Filtering Platform Connection Success
Event 5156 is on by default. It’s part of Windows Filtering Platform auditing that ships enabled out of the box. The volume concern is real, but it’s about retention, not availability. Every network connection generates a 5156, so on a busy DC, the Security log fills fast, and old events get overwritten.
The fix is SIEM. Most enterprise environments already forward Security logs to a SIEM, which means the data is retained for days or weeks.
|
Environment |
5156 Availability |
Correlation Method |
|
Live DC query |
May have rolled out |
TIMESTAMP (probabilistic) |
|
SIEM (Splunk/Sentinel) |
Retained for days/weeks |
PORT (deterministic) or TIMESTAMP |
|
Forensic EVTX backup |
If captured in time |
Either method |
Phase 6: Addressing the false positive problem
User 2's concern: "All of RSAT uses ADWS."
True. Sysadmins using PowerShell AD cmdlets generate identical 5156 traffic to port 9389. The solution is pattern detection in Event 1644. You don’t alert on every ADWS connection—only on connections that correlate with suspicious LDAP patterns.
|
Pattern |
Meaning |
Legitimate Use? |
|
[all_with_list] |
PowerShell -Properties * |
Rare for admins |
|
SDflags:0x7 |
Full security descriptor request |
Very rare |
|
(!(FALSE)) |
SOAPHound signature |
Never |
|
High volume localhost queries |
Bulk enumeration |
Suspicious |
|
nTSecurityDescriptor in attributes |
ACL enumeration |
BloodHound pattern |
The detection flow
Figure 6: The Detection Flow: spot the suspicious pattern in Event 1644, correlate it to a matching Event 5156 within ~100ms, walk away with a confirmed source IP, authenticated user, query details, and tool signature—all from logs that were already there.
Where this leaves the debate
User 2 was right about several things: LDAP events show localhost, 5156 generates high volume, RSAT creates false positives, and real-time DC-local detection is harder when the original 5156 has already rolled out of the Security log.
But his conclusion that the originating host “cannot be determined” doesn’t hold for SIEM-based detection.
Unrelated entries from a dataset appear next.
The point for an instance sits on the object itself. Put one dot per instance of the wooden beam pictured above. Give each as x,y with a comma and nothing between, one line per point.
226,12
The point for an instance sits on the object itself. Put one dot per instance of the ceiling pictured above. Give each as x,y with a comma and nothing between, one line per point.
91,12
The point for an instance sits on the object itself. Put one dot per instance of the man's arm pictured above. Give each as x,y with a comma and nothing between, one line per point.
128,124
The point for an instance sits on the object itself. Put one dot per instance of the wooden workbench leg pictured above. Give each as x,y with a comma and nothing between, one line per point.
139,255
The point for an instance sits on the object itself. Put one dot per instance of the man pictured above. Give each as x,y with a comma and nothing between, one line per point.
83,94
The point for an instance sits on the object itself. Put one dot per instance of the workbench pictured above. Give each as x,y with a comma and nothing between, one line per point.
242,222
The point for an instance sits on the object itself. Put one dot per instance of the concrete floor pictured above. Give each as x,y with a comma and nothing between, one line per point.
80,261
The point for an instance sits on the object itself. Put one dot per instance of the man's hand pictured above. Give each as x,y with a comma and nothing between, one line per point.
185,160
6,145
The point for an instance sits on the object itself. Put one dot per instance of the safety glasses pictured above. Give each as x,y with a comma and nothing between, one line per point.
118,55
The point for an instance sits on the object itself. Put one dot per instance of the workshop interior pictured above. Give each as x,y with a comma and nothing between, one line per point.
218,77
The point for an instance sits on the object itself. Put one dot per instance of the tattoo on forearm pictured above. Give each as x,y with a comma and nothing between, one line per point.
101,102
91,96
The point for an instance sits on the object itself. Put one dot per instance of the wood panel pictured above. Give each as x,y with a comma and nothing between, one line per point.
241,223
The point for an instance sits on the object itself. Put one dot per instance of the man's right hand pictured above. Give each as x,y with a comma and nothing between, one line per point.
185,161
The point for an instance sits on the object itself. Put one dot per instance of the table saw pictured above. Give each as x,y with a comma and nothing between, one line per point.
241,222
The data has been there all along in most enterprise environments. Timestamp correlation works even when port-based correlation doesn’t. And pattern detection in Event 1644 handles the false positive problem he identified.
The gap was never technical. It was that nobody had published the correlation method.
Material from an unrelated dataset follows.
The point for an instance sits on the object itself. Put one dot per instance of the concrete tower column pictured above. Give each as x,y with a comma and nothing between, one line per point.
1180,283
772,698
Summary: The complete attribution chain
Figure 7: Complete attribution chain: Event 5156 captures the real source IP at the network boundary; Event 1138 ties the ADWS session to the authenticated user; Event 1644 reveals the query—correlate all three, and the attacker has nowhere to hide.
Conclusion
"Can you identify who's querying AD via ADWS?"
Yes. Event 5156 correlation with a ~60–80ms timing window gives you the source IP that Event 1644 hides behind localhost. Port-based correlation works when your SIEM retains the original connection event. Timestamp-based correlation works even when it doesn't.
The data was always there. Nobody was correlating it.
Acknowledgments
User 1 - For asking the original question in #red-team
User 2 - For explaining the ADWS/LDAP loopback problem and the challenges
Charlie Clark - For suggesting Event 5156 correlation as a potential solution
BloodHound Slack #red-team - Where the conversation happened
Thanks to Jonathan Johnson, Anton Ovrutsky, Matt Anderson, Tyler Bohlmann, Michael Haag, Nasreddine Bencherchali, and Adam Bienvenu for their help in reviewing this post.